UEPA - Universidade do Estado do Pará - Belém — Prova 2015
Quanto ao abortamento, analise as afirmativas abaixo. I - As anormalidades cromossômicas são as causas mais comuns de abortamento (50-80%); II - O uso de álcool, uso excessivo de cafeína e tabagismo materno e paterno são fatores de risco para abortamento; III - A síndrome antifosfolipídeo, com anticorpos anticardiolipina e anticoagulante lúpico, está presente em até 15% dos casos de mulheres com abortamento habitual; IV - Considera-se aborto retido quando há morte fetal intrauterina sem eliminação do ovo após 1 semana. A alternativa que contém todas as afirmativas CORRETAS é:
Anormalidades cromossômicas são a causa + comum de abortamento (50-80%).
As anormalidades cromossômicas são a principal causa de abortamento espontâneo, especialmente no primeiro trimestre.

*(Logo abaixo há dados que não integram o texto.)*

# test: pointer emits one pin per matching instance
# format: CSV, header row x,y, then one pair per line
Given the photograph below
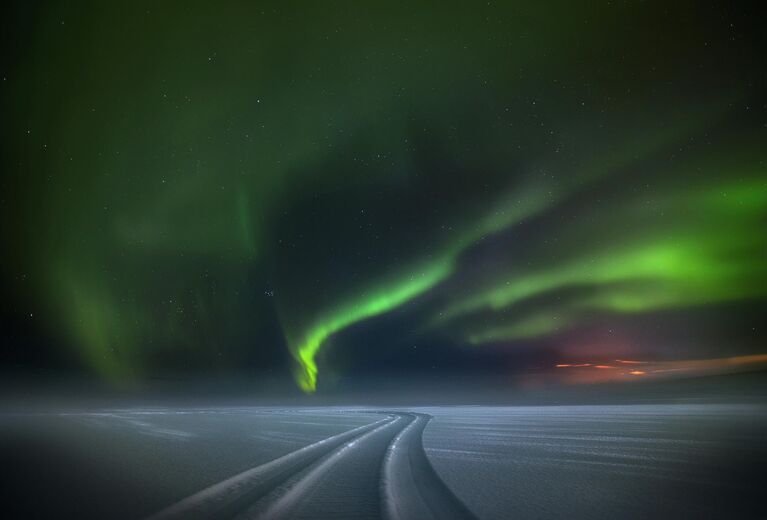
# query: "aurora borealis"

Fatores de estilo de vida e trombofilias como a Síndrome Antifosfolipídeo também são importantes, enquanto a definição de aborto retido envolve a morte fetal sem eliminação por um período.

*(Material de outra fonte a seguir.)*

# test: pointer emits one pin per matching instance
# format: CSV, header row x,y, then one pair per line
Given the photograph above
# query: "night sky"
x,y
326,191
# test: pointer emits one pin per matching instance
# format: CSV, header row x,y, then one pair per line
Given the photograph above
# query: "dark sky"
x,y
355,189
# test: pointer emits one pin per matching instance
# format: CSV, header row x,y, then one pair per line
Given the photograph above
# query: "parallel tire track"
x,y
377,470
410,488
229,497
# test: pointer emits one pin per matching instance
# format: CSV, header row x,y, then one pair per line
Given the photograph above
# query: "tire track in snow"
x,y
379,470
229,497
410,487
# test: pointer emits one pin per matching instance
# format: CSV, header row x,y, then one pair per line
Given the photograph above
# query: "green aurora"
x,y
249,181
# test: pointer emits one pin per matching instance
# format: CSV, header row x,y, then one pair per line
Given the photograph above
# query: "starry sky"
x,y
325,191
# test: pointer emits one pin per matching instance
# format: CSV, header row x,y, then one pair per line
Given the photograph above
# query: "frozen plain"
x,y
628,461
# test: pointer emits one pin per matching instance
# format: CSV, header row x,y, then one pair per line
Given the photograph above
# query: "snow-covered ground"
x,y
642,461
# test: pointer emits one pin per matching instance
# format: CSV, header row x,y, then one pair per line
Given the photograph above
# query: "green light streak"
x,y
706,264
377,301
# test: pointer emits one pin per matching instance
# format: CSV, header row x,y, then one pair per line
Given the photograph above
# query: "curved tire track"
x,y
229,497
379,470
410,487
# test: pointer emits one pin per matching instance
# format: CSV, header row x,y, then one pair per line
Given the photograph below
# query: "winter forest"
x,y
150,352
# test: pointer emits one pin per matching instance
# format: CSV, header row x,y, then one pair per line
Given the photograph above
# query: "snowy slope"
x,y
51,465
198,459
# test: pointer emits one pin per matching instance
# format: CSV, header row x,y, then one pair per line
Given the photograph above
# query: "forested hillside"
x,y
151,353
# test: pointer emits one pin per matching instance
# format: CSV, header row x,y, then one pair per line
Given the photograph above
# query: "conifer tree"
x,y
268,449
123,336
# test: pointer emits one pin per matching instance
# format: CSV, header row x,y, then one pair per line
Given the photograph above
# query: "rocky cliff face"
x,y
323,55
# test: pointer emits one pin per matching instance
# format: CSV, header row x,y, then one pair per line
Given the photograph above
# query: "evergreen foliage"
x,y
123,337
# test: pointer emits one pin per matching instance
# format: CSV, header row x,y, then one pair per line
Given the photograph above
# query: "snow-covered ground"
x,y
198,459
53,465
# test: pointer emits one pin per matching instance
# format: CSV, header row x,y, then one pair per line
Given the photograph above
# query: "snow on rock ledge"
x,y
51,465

O abortamento é a perda da gestação antes de 20-22 semanas ou quando o feto pesa menos de 500g. É uma complicação comum, afetando cerca de 15-20% das gestações clinicamente reconhecidas. A compreensão de suas causas e fatores de risco é fundamental para o aconselhamento e manejo adequado das pacientes. As anormalidades cromossômicas fetais são, de longe, a etiologia mais frequente, especialmente nos abortamentos de primeiro trimestre, respondendo por 50-80% dos casos. Além das causas genéticas, diversos fatores de risco maternos e paternos contribuem para o abortamento. Fatores de estilo de vida como o uso de álcool, o consumo excessivo de cafeína e o tabagismo (tanto materno quanto paterno) estão associados a um risco aumentado. Condições médicas maternas, como a Síndrome Antifosfolipídeo (SAF), são importantes causas de abortamento habitual, estando presente em até 15% das mulheres com perdas gestacionais recorrentes devido à formação de trombos na placenta. É importante também diferenciar os tipos de abortamento. O aborto retido é definido pela morte fetal intrauterina sem a eliminação do ovo gestacional por um período prolongado, geralmente após 1 semana da confirmação da morte. O manejo do abortamento varia conforme o tipo e a idade gestacional, podendo incluir conduta expectante, medicamentosa ou cirúrgica. A identificação e correção de fatores de risco modificáveis são cruciais para a prevenção de futuras perdas.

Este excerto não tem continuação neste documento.